When Intel released its report on 77 CPU bugs and security issues that it recently patched, it didn’t mention anything about any of the security fixes causing performance issues. As far as we know, there aren’t any performance implications for any of the patches we discussed in our previous story, as such — but there is a new Intel update that carries a small penalty hit.
Intel has discovered a separate erratum in its Skylake CPUs that has nothing to do with the Spectre or Meltdown issues we’ve previously discussed. Intel has issued two papers on this topic. One discusses an update to the Xeon Scalable family, while the other paper, which concerns mitigation efforts, is available here. The Jump Conditional Code (JCC) erratum is related to “complex microarchitectural conditions involving jump instructions that span 64-byte boundaries (cross cache lines).” According to Intel “the erratum may result in unpredictable behavior when certain multiple dynamic microarchitectural conditions are met.”
According to Intel:
The JCC erratum MCU workaround will cause a greater number of misses out of the Decoded ICache and subsequent switches to the legacy decode pipeline. This occurs since branches that overlay or end on a 32-byte boundary are unable to fill into the Decoded ICache. Intel has observed performance effects associated with the workaround ranging from 0-4% on many industry-standard benchmarks.
In subcomponents of these benchmarks, Intel has observed outliers higher than the 0-4% range. Other workloads not observed by Intel may behave differently. Intel has in turn developed software-based tools to minimize the impact on potentially affected applications and workloads. The potential performance impact of the JCC erratum mitigation arises from two different sources:
1. A switch penalty that occurs when executing in the Decoded ICache and switching over to the legacy decode pipeline.

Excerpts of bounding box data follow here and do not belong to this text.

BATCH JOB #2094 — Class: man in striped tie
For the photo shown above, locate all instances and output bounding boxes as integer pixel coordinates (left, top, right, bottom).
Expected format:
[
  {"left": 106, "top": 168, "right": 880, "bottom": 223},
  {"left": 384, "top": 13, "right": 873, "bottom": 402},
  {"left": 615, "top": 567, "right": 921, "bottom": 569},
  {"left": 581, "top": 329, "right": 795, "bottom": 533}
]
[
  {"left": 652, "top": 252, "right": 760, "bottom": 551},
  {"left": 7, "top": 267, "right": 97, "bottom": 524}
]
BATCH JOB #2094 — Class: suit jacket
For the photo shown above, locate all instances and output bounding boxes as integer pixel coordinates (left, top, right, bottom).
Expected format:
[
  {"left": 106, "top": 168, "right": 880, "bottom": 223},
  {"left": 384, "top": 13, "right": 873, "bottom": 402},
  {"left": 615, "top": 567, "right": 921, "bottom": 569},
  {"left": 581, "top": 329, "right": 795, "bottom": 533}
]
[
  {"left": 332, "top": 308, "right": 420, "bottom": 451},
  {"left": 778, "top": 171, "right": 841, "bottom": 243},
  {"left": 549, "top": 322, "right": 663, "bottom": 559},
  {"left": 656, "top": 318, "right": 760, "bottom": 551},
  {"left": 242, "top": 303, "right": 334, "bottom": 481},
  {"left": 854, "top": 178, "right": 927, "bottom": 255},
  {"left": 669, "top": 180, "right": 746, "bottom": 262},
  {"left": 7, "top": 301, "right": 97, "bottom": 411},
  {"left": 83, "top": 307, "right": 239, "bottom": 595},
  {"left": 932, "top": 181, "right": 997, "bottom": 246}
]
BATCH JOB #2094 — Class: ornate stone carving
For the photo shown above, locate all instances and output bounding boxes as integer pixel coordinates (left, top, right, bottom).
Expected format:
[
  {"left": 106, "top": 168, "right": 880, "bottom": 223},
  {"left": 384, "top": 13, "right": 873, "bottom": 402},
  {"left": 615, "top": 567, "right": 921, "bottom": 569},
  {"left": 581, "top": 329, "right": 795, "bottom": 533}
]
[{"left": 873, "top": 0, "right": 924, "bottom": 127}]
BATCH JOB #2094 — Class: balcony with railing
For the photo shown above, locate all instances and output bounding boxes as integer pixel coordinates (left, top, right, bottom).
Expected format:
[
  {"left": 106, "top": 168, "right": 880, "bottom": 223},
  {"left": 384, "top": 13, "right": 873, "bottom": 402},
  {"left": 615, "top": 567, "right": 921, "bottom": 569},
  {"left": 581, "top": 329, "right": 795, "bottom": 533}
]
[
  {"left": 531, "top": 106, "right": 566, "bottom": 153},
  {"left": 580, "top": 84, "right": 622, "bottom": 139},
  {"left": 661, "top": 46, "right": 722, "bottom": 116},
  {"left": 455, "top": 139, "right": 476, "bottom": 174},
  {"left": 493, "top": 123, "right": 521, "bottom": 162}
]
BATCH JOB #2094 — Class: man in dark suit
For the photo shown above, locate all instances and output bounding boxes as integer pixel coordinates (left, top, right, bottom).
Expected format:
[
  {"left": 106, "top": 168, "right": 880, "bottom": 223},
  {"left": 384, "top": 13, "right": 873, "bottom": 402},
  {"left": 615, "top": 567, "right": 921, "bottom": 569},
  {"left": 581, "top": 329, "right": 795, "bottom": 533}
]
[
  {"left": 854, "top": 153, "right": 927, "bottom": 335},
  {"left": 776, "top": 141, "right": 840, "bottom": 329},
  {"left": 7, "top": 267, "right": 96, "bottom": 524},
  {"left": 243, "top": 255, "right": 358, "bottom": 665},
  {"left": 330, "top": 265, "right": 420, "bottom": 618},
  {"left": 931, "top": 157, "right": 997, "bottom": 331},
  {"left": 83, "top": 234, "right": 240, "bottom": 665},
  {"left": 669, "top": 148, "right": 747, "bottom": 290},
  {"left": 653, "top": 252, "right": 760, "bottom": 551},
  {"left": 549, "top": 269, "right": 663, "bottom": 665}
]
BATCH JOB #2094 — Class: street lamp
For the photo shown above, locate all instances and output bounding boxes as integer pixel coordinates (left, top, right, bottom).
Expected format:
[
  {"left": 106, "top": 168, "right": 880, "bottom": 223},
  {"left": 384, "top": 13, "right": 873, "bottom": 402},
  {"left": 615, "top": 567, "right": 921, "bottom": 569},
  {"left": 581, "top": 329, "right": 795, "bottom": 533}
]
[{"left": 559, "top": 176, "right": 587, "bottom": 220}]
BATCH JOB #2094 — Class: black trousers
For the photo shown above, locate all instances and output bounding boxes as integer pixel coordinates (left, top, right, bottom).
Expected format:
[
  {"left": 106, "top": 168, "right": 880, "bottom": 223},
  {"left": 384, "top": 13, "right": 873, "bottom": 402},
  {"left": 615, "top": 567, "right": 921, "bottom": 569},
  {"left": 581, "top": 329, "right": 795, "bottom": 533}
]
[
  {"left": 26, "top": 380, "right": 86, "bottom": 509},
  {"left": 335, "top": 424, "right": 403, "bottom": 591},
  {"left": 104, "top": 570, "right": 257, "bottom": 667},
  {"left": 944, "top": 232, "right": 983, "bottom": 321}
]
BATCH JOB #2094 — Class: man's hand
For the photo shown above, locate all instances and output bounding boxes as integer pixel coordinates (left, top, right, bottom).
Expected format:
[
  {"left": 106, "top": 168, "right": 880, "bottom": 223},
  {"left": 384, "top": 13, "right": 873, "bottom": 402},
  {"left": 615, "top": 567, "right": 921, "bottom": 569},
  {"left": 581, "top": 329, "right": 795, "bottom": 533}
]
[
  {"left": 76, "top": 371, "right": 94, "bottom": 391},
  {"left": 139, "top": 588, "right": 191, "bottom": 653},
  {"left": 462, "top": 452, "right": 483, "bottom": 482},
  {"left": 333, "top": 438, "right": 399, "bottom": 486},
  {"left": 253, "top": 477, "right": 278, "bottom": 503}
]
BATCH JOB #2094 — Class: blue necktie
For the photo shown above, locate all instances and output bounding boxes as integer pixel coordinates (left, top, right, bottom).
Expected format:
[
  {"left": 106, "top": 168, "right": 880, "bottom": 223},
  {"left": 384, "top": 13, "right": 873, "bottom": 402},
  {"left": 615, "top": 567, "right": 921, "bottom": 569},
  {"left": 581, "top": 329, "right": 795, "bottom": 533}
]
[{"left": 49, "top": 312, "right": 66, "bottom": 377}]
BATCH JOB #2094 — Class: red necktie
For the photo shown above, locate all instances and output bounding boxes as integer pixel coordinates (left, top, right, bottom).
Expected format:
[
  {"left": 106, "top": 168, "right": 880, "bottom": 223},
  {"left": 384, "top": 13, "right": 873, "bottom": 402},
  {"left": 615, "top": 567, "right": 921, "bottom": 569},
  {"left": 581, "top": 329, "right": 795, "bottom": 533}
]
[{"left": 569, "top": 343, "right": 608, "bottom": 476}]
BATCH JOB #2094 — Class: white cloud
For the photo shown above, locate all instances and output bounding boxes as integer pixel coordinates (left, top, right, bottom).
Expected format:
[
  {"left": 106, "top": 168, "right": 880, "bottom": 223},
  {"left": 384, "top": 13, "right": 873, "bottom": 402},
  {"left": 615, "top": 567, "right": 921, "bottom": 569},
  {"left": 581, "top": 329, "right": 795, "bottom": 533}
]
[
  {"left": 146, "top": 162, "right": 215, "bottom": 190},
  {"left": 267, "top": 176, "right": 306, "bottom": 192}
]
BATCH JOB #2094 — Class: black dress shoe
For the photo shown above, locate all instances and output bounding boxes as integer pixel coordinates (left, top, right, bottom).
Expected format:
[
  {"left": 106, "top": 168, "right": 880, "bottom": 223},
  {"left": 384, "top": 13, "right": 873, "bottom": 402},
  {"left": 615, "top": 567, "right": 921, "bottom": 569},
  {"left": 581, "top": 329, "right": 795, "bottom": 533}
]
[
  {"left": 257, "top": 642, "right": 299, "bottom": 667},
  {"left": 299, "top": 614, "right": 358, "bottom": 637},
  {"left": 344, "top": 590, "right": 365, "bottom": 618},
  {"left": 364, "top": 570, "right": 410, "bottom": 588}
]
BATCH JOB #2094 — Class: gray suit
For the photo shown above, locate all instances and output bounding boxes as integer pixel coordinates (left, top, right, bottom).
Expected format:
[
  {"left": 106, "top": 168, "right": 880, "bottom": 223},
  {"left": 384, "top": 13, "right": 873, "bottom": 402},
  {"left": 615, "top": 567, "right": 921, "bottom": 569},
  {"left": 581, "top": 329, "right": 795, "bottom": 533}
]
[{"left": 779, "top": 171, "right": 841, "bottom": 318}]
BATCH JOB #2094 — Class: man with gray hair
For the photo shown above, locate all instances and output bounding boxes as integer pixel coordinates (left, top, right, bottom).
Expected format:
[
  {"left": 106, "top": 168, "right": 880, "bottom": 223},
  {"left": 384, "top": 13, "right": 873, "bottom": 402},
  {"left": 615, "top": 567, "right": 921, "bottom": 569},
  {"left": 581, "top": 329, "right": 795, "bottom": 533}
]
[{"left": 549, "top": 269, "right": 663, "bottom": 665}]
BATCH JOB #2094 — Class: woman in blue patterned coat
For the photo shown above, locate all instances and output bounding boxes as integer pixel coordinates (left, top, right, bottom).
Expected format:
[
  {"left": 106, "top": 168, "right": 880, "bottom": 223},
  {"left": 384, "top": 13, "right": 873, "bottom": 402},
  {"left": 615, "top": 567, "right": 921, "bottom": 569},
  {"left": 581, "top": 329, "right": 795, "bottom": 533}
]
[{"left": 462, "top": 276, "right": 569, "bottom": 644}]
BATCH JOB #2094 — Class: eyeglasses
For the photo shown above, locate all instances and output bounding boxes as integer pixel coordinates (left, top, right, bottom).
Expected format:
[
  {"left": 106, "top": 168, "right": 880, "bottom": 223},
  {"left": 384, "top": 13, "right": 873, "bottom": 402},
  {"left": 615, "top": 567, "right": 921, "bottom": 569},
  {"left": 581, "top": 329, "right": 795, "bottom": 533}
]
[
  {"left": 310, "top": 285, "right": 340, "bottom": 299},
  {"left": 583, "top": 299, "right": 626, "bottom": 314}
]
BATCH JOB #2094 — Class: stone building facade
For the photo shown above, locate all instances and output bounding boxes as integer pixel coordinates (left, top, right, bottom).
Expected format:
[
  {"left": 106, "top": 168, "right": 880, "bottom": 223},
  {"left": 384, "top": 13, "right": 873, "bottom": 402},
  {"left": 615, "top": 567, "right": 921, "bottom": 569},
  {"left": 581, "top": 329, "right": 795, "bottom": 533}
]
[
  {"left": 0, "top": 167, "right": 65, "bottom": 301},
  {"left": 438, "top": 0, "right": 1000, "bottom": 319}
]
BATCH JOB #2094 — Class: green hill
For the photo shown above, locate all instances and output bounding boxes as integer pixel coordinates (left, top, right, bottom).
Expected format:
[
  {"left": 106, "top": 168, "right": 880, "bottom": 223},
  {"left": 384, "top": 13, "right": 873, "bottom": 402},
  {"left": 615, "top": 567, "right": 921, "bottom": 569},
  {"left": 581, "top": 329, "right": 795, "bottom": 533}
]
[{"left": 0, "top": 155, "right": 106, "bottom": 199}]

2. Inefficiencies that occur when executing from the legacy decode pipeline that are potentially hidden by the Decoded ICache.

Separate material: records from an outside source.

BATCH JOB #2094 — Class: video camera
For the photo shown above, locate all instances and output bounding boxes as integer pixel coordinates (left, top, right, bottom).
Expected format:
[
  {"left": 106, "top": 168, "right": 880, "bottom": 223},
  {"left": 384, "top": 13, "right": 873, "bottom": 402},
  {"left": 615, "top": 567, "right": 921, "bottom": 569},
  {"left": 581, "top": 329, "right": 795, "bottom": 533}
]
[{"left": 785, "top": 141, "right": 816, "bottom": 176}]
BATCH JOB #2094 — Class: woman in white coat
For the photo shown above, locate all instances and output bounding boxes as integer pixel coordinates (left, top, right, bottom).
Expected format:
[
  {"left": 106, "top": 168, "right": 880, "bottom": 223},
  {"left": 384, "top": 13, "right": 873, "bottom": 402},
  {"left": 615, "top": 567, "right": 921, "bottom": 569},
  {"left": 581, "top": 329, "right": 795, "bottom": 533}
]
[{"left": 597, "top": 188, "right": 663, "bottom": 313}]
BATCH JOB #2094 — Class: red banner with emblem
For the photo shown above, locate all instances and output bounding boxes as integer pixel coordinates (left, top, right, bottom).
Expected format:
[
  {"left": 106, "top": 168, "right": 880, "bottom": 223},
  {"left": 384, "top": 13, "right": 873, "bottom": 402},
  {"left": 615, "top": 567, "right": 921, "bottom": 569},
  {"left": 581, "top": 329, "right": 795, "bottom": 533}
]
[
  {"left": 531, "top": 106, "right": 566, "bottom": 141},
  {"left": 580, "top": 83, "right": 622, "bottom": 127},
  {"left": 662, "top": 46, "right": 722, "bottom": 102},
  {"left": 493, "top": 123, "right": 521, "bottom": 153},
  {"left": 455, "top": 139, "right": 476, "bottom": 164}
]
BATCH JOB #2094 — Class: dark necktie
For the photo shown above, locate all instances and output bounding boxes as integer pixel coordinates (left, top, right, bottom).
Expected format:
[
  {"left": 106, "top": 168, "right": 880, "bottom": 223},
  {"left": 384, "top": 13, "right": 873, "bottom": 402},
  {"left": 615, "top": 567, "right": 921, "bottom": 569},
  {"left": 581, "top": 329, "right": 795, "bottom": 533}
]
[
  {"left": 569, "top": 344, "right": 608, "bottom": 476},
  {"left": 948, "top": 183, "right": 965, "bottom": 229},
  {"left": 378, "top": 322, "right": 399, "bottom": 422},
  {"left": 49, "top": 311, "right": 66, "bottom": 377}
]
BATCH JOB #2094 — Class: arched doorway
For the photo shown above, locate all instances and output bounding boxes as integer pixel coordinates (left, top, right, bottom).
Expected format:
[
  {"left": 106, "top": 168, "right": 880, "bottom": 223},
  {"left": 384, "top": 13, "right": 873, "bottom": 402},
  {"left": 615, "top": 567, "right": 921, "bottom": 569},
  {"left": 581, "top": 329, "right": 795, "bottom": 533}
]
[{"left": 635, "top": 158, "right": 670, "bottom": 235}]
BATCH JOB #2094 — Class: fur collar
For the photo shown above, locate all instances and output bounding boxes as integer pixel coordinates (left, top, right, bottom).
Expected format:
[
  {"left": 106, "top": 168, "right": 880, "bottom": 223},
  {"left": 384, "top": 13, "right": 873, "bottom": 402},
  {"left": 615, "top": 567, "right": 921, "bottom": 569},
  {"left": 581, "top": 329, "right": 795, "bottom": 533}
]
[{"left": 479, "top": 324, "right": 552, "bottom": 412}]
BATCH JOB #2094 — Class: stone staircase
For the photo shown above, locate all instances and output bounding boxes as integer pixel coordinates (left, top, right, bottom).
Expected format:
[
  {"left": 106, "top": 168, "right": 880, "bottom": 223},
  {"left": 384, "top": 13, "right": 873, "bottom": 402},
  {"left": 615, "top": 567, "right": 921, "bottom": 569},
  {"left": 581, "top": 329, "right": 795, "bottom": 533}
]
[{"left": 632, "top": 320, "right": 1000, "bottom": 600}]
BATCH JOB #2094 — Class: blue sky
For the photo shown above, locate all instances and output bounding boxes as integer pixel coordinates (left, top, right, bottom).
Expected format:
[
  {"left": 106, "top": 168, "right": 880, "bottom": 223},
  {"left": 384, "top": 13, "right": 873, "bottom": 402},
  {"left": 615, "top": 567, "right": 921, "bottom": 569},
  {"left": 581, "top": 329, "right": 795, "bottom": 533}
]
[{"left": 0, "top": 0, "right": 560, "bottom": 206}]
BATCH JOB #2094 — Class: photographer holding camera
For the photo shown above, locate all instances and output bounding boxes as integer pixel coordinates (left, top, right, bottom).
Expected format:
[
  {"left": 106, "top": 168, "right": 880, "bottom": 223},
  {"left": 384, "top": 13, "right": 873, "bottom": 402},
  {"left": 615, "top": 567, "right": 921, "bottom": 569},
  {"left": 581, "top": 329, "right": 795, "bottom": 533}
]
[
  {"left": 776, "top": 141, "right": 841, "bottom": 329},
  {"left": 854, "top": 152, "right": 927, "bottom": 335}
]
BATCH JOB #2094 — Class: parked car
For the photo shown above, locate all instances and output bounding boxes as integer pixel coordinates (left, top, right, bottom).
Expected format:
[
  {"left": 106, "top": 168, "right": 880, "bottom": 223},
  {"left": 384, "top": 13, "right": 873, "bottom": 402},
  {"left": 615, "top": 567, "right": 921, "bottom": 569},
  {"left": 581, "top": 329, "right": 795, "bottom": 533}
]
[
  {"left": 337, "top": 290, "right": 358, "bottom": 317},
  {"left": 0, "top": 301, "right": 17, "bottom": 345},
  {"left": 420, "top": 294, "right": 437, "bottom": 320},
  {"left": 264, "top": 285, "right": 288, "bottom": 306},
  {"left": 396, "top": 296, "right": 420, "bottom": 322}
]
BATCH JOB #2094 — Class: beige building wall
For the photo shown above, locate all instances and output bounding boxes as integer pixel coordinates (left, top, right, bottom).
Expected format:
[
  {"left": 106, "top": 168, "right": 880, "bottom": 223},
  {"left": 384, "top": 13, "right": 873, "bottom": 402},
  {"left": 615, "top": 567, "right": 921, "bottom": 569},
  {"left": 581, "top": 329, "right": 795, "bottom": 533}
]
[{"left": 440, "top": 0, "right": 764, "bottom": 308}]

Intel is working to fix this problem with toolchain and software updates and worked with Phoronix to get these changes into software so they could be evaluated. The remainder of the document is taken up with discussions of how to mitigate the issue and with details on which CPU families are affected. Affected chips include Amber Lake, Cascade Lake, Coffee Lake, Kaby Lake, Kaby Lake X, Skylake, and Whiskey Lake — so basically, everything back to Skylake. CPUs prior to Skylake are not affected, even though the cache changes that give rise to this error were introduced in Sandy Bridge.
According to Phoronix’s extensive tests, the average impact hits performance “by a couple of percent,” some of which can be recovered by compiler patches and updates to Linux that will take some time to be merged in updates and to trickle back down to users. It’s not clear what sort of timeline Windows users should expect or what performance losses look like in that operating system.
This single result from Phoronix shows the broad overall pattern of a performance loss with the initial microcode update, followed by partial recovery with the new patched code. There are other application tests that exceed the 4 percent threshold that Intel identified, but these appear to be outliers. The new microcode is sometimes faster than old microcode, period, and the patches that Intel has performed clearly aren’t finalized yet; there are still some places where the new code actually hits performance harder rather than helping. The point of publishing this data now, according to Phoronix, was to illustrate that the drops may be temporary.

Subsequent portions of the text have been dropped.